Il n’y a en effet aucun niveau de protection minimal exigé et les aires marines protégées, issues de l’accord BBNJ, relèvent plutôt de la gestion, et non de la préservation. Il est par exemple tout à fait possible d’imaginer qu’un Etat puisse autoriser les exploitations minières dans son AMP sans toutefois aller à l’encontre du traité.
L’objectif de 30% cité précédemment correspond donc à un objectif fixé par les Nations Unies, mais l’initiative de création de ces zones de protection reste au bon vouloir des Etats signataires de l’accord.
Il reviendra à l’Union Européenne de surveiller la mise en œuvre de cet objectif par ses Etats Membres.
Nous attendons de l’UE qu’elle remplisse cet objectif de 30% de protection forte ou totale des eaux européennes. Intégrer cet accord BBNJ dans le droit de l’union européene pourrait être un moyen d’atteindre cet objectif.
Certains Etats comptent déjà se servir de cette base légale pour créer des AMP : le Chili par exemple, qui avait annoncé lors du Sommet virtuel des dirigeants sur le climat 2021, qu’il présenterait une proposition visant à protéger pleinement une zone de haute mer dans le Pacifique Sud, va très certainement s’en servir pour enfin créer son AMP pour la pêche artisanale, d’une superficie de plus de 73 hectares.
D’un point de vue diplomatique également, cet objectif de 30% parait difficilement atteignable s’il n’est pas signé par la quasi-totalité des Etats. En effet, si les Etats Unis, première ZEE au monde, ne signent pas l’accord, cela affaiblira considérablement les chances d’atteindre ces 30%. De plus, certains territoires ne sauraient être concernés par cette injonction à créer des AMP par exemple : c’est le cas des territoires disputés en mer de Chine.

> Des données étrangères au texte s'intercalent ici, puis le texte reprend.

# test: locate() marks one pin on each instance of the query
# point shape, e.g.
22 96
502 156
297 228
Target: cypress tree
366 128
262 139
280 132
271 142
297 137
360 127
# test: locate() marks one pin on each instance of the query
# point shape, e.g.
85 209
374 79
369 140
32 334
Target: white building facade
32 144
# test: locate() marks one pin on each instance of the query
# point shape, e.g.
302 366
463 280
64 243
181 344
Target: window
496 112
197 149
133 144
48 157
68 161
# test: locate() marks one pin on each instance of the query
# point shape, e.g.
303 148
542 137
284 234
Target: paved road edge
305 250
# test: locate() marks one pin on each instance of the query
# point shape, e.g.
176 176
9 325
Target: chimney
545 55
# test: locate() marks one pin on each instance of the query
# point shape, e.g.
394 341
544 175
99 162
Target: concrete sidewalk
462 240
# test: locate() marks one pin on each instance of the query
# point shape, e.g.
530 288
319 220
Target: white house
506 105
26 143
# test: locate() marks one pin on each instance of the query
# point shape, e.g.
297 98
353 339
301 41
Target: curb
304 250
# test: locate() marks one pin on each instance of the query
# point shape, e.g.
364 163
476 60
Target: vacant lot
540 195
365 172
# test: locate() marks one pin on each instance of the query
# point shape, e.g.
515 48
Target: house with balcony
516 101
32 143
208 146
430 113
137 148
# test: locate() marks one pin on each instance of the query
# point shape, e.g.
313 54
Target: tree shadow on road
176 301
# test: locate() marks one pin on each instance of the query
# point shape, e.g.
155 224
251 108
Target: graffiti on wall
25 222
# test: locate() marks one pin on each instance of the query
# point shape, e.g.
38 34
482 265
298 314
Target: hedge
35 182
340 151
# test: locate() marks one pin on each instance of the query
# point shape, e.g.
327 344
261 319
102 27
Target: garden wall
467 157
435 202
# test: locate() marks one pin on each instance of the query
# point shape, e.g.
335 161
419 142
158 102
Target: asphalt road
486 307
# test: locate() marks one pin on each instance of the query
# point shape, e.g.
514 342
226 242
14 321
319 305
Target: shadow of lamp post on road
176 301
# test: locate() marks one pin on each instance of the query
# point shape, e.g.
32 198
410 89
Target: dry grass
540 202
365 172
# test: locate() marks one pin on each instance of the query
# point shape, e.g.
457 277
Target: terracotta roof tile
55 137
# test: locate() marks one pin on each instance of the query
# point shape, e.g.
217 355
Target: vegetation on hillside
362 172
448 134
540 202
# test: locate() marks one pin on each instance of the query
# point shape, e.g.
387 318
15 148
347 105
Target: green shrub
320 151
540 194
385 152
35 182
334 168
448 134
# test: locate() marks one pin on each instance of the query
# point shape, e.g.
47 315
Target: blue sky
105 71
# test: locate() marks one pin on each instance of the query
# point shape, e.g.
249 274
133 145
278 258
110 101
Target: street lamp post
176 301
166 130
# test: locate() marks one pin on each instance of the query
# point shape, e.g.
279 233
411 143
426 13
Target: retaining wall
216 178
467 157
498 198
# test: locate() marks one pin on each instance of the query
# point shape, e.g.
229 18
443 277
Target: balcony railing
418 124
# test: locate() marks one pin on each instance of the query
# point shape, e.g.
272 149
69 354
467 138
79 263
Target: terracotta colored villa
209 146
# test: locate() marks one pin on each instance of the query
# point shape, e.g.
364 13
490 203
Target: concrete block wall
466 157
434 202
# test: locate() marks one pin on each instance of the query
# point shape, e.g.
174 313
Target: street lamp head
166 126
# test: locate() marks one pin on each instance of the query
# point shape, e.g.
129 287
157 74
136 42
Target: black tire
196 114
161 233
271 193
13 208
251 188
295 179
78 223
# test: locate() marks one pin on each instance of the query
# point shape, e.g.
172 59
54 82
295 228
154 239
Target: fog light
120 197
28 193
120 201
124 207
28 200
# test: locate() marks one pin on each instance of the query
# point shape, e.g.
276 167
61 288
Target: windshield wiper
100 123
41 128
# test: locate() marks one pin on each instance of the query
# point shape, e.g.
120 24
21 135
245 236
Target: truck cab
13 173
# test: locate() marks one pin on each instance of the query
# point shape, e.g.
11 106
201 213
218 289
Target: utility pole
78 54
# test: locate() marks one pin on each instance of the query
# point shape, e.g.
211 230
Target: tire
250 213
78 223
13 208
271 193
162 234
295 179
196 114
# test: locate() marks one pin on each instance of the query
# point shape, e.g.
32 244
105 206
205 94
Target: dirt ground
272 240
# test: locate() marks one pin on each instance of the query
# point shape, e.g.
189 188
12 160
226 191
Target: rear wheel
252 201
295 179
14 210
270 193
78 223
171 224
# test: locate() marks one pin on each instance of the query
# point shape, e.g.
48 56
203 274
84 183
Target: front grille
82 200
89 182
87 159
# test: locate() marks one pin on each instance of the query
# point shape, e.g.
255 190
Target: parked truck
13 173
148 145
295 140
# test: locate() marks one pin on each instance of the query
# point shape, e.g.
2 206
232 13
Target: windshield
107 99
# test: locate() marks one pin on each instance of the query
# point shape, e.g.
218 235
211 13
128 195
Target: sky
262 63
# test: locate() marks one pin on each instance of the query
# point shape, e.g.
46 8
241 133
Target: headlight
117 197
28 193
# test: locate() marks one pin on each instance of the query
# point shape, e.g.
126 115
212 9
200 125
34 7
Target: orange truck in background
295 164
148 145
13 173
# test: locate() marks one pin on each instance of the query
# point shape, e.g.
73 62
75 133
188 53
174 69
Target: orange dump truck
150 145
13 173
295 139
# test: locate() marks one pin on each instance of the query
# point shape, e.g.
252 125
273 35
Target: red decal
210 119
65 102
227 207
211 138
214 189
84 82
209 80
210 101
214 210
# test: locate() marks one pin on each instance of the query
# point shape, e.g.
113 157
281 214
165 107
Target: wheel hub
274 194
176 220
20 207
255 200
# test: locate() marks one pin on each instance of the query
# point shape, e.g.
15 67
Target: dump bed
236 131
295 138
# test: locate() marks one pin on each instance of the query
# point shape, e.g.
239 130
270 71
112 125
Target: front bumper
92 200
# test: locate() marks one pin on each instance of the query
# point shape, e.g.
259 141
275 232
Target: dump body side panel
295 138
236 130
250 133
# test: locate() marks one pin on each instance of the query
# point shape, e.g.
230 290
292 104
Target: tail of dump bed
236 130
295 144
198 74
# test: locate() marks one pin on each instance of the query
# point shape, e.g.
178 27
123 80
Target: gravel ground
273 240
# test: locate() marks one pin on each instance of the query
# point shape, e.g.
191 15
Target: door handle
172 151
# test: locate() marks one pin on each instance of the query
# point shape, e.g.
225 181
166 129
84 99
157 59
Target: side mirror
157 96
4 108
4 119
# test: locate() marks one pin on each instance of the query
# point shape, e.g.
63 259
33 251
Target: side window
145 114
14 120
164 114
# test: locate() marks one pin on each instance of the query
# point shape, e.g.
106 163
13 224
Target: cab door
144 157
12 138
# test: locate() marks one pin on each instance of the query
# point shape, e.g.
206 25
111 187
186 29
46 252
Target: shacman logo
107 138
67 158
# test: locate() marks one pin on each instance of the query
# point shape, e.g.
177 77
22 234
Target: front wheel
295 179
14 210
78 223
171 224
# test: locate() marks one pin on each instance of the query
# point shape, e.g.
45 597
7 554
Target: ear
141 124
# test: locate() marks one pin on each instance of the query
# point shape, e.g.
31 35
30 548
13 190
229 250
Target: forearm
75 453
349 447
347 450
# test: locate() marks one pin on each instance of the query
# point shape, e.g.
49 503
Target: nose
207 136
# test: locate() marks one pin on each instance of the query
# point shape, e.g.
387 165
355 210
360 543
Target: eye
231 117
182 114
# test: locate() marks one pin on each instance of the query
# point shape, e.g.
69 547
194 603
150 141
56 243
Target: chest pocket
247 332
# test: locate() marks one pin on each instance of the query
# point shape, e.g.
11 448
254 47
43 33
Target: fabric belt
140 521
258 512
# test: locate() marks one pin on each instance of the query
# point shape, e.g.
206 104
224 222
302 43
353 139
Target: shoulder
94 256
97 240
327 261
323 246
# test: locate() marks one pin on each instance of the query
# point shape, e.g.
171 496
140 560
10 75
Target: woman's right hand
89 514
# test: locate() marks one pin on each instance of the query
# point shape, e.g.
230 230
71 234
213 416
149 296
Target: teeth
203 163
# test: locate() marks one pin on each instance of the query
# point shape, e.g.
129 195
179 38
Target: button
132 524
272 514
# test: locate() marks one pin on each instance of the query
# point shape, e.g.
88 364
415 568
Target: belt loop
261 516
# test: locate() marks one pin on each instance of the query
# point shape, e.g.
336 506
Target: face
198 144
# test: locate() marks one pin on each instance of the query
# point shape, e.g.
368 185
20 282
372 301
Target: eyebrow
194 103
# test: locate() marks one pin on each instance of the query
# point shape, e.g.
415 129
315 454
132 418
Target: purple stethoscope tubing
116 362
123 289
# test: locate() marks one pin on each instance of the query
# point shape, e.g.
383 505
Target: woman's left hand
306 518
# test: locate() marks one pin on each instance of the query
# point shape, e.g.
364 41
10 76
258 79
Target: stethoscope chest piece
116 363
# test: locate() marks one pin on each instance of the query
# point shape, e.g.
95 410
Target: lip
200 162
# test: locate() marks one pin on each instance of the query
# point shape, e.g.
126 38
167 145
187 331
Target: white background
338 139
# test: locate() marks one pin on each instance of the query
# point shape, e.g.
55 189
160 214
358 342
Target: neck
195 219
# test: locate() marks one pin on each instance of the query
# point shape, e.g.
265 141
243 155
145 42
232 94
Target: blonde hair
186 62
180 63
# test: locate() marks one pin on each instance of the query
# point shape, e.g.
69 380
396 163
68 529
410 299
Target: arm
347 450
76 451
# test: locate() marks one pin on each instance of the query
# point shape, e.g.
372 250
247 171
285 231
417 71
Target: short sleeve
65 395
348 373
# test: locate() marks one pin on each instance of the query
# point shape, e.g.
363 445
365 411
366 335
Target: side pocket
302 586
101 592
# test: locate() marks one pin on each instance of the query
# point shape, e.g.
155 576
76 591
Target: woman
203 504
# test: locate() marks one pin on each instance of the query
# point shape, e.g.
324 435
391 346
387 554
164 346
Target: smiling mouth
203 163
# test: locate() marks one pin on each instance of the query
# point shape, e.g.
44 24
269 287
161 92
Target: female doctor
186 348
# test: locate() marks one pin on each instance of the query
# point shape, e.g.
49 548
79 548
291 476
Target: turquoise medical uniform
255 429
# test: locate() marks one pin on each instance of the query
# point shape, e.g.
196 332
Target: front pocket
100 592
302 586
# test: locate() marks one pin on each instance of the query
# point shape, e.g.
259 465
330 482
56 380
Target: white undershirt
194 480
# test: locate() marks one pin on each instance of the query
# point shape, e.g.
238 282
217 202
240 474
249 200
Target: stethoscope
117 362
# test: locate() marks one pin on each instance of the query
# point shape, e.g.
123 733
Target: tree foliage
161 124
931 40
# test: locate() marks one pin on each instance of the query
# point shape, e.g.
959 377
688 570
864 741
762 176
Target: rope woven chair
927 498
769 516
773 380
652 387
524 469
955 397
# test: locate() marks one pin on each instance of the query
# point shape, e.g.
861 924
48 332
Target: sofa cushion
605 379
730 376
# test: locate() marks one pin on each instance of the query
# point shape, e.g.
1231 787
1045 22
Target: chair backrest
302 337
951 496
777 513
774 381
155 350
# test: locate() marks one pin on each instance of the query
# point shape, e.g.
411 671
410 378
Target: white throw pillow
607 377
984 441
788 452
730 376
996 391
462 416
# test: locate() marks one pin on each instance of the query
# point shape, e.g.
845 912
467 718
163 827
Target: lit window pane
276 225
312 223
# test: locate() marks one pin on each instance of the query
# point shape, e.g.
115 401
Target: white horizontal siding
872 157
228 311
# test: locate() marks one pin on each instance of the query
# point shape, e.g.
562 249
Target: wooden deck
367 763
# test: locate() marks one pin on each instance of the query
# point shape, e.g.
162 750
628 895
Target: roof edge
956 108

Idée reçue n°7 : “La haute mer est un PATRIMOINE COMMUN de l’humanité”
Le concept de “patrimoine commun de l’humanité” est souvent utilisé pour désigner la haute mer dans son ensemble. Il correspond en réalité à un statut juridique bien précis, celui des grands fonds marins, c’est-à-dire du sol de l’océan, dans lequel peuvent se trouver des matériaux rares.
Ce statut permet à l’ensemble des Etats de la planète d’avoir accès aux ressources génétiques marines situées sur le sous-sol de la haute mer et garantit donc une forme d’équité entre les Etats et les générations. Toutefois il n’est pas sans risque.
Les ressources évoquées, précieuses pour l’industrie pharmaceutique notamment, sont gérées par une organisation internationale, l’Autorité internationale des fonds marins, qui régit leur exploitation et leur protection pour les générations futures.
Leur exploitation est pourtant un danger et peut être une source importante de pollution marine.
Dans le traité sur la haute mer, le statut de patrimoine commun de l’humanité a été repris, mais de façon assez étonnante, sous forme d’un “principe de patrimoine commun de l’humanité”, et non d’un statut à part entière.
Le statut de patrimoine commun de l’humanité des grands fonds n’est pas étendu à la colonne d’eau de la haute mer. La Haute Mer n’est donc pas un patrimoine commun de l’humanité.